Playlists number playing n songs goal times, repeating each once in a k times

Intuition

We can search through the problem space, taking each new song with the given rules: song can be repeated only after another k song got played. When we have the goal songs, check if all distinct songs are played.

We can cache the solution by curr and used map, but that will give TLE.
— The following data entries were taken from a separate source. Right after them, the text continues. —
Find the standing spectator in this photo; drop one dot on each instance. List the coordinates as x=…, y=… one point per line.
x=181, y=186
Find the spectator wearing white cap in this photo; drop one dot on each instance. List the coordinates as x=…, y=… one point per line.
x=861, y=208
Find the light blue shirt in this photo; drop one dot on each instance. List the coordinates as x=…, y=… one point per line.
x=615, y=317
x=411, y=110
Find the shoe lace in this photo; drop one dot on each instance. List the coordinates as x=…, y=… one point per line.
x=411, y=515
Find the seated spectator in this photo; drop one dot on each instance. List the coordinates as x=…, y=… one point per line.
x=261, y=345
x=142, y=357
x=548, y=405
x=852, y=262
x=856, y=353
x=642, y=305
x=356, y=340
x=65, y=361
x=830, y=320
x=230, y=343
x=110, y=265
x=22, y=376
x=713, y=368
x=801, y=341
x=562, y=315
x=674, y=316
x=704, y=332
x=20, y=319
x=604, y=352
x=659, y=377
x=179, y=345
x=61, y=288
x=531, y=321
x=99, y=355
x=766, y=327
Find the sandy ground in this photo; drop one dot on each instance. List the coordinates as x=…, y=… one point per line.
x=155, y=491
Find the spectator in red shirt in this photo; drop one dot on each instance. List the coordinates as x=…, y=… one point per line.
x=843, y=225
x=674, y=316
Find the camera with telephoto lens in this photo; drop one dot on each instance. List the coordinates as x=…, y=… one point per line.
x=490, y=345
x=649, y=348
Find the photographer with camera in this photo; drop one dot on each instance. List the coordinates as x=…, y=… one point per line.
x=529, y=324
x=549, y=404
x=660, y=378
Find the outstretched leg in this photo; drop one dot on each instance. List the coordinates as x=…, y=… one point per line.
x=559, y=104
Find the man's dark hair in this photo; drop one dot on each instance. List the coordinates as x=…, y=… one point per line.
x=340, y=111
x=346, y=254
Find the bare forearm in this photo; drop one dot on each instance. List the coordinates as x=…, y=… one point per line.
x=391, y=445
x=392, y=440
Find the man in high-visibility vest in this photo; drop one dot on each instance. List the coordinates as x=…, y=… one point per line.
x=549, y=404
The hard trick here is that the result only depends on how many distinct songs are played.

Approach

Use DFS and memo.

Complexity

• Time complexity:
  O(n^2)

• Space complexity:
  O(n^2)

Code

    fun numMusicPlaylists(n: Int, goal: Int, k: Int): Int {
        val cache = mutableMapOf<Pair<Int, Int>, Long>()
        fun dfs(curr: Int, used: Map<Int, Int>): Long = cache.getOrPut(curr to used.size) {
          if (curr > goal) { 
            if ((1..n).all { used.contains(it) }) 1L else 0L 
          } else (1..n).asSequence().map { i -> 
              if (curr <= used[i] ?: 0) 0L else
                dfs(curr + 1, used.toMutableMap().apply { this[i] = curr + k })
            }.sum()!! % 1_000_000_007L
        }
        return dfs(1, mapOf()).toInt()
    }